You MUST practice in open water like a lake or the beach at least a few times during training. Open water is generally darker, deeper, has no walls to hang on to, and may have a current or choppy waves. It will be a different racing experience than in the very controlled environment of a pool.
Practice shifting gears on your bike.
Do Bricks - running after you finish cycling. It will help you avoid the jelly-legs feeling.
6. Follow the plan
Click the image below to download our 13-week Triathlon Training Plan!
Build your strength and endurance and be ready to become a triathlete.
Training for a triathlon burns a lot of calories - and you do not want to run on a calorie deficit as it will negatively affect your focus, endurance, and overall performance. Speaking to a dietician to determine your caloric needs is always best. But as a general guide, the average person needs around 2000 calories daily to maintain bodily functions and energy levels. On top of that, you’ll need extra food to accommodate the swim, run, and cycle training, which can be calculated through MET (Metabolic Equivalent).
The formula to use is METs x 3.5 x (your body weight in kilograms) / 200 = calories burned per minute. So, for example, doing a 3 MET activity (walking at a leisurely pace) when you weigh 70 Kg would burn ~3.6 calories per minute or ~220 calories per hour.
Swimming: a freestyle swim can be a 5.8 to 9.8 MET activity, depending on how much effort you put in and where you’re swimming. A rigorous stroke in open water will be more draining than a practice one in the pool.
Running: running METs can also vary quite a bit - from a leisurely jog at 6 METs to running full tilt (16 km/h) at 16 Mets.
Cycling: 16-25 km/h can net 6-10 METs.
You’ll also want a good mix of fats, carbohydrates, vitamins, and proteins.

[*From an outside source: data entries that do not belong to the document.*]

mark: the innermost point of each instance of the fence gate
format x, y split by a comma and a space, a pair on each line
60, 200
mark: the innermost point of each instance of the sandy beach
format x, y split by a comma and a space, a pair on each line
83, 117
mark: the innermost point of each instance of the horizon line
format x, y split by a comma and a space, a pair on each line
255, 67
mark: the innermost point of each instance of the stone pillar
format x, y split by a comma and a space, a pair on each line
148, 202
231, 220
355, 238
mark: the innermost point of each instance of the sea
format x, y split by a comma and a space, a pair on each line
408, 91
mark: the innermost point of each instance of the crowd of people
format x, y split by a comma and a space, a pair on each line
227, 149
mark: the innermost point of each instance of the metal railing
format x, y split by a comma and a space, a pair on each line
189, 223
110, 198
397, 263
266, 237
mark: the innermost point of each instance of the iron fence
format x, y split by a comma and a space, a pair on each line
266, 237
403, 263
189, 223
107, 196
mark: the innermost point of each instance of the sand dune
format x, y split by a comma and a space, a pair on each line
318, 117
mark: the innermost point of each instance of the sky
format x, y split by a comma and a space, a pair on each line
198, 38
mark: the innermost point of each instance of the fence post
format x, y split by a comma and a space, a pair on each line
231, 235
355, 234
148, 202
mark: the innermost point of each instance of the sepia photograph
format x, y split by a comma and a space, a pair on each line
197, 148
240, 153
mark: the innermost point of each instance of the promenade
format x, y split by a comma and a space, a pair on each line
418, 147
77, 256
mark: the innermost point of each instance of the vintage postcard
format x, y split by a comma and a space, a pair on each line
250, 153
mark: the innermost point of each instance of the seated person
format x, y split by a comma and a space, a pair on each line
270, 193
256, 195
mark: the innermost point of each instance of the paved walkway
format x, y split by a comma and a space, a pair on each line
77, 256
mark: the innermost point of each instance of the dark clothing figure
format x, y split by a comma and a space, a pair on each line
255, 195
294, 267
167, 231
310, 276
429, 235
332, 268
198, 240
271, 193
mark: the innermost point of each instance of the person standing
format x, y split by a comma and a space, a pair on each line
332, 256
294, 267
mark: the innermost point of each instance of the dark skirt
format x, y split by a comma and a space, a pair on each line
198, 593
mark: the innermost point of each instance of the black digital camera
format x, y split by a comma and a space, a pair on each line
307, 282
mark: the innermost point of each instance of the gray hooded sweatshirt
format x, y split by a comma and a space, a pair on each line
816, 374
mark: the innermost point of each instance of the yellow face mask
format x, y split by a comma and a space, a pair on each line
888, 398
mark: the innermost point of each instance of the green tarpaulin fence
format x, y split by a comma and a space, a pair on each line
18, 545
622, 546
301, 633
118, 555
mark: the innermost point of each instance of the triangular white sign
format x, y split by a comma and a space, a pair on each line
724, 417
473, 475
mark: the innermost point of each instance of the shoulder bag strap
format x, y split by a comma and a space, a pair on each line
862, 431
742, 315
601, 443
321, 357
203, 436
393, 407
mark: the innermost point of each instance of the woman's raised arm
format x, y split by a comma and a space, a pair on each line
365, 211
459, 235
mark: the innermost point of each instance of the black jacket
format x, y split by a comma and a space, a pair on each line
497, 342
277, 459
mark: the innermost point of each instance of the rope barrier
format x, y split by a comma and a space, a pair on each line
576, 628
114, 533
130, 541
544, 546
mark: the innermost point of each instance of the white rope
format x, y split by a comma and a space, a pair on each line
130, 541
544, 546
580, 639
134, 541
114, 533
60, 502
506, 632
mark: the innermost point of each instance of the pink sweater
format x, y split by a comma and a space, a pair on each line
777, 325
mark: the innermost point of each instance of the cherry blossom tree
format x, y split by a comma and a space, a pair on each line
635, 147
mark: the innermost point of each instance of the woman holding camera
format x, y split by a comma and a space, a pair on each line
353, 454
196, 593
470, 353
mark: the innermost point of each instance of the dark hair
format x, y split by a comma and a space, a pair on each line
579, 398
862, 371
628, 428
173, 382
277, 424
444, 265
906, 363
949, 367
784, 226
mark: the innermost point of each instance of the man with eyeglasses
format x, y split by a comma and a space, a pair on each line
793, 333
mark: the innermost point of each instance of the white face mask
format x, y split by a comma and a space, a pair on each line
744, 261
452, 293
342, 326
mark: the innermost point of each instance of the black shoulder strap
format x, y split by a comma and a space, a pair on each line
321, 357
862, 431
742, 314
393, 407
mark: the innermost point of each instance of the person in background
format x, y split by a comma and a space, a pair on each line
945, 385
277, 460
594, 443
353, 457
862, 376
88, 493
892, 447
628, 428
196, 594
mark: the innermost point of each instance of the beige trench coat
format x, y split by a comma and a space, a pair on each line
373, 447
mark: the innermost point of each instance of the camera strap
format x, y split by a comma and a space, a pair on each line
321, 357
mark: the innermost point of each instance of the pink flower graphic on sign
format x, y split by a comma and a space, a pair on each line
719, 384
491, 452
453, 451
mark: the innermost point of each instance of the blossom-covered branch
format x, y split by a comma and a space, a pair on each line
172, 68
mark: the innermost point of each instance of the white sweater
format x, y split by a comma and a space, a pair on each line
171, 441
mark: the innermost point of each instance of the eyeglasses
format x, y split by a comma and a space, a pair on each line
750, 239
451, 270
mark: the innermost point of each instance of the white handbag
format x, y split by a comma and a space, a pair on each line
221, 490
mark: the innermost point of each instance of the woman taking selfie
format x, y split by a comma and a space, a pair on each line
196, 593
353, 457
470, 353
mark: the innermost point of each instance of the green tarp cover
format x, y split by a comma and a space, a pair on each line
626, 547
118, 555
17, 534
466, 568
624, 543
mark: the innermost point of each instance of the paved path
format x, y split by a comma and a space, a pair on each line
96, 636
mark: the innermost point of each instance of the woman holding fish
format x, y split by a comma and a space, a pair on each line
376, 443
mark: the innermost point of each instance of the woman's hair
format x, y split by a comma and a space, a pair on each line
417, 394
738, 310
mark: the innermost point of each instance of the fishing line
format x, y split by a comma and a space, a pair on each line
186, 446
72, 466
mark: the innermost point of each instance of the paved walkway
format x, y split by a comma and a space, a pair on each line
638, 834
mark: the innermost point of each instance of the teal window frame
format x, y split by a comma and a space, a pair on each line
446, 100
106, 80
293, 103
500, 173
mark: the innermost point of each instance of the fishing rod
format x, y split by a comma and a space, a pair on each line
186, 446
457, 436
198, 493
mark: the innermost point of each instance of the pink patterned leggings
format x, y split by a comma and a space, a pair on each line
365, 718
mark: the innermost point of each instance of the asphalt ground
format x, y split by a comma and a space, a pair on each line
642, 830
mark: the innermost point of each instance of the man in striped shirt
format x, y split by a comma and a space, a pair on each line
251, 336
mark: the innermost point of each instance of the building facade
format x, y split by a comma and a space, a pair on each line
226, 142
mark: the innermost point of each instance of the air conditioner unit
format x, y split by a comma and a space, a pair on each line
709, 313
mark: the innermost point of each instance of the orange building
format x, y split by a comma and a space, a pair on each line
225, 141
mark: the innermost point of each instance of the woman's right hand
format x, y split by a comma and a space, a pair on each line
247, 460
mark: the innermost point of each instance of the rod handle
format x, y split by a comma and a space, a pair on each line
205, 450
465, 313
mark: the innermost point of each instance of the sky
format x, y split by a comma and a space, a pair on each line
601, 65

- Carbs are crucial for building up glycogen, which is the energy reserve your muscles will draw on during your runs.
- Proteins help build muscle tissue. For obvious reasons, the stronger and tougher your muscles are, the better your running speed and endurance.
- Fats are also an energy source (albeit less critical than carbs) and help your body absorb fat-soluble vitamins A, D, E, and K.
To sum up
Ready to get started? A triathlon may not be easy, but as long as you get the right gear, stick with your plan, and fuel your training right, you’ll be well on your way to finishing your first race!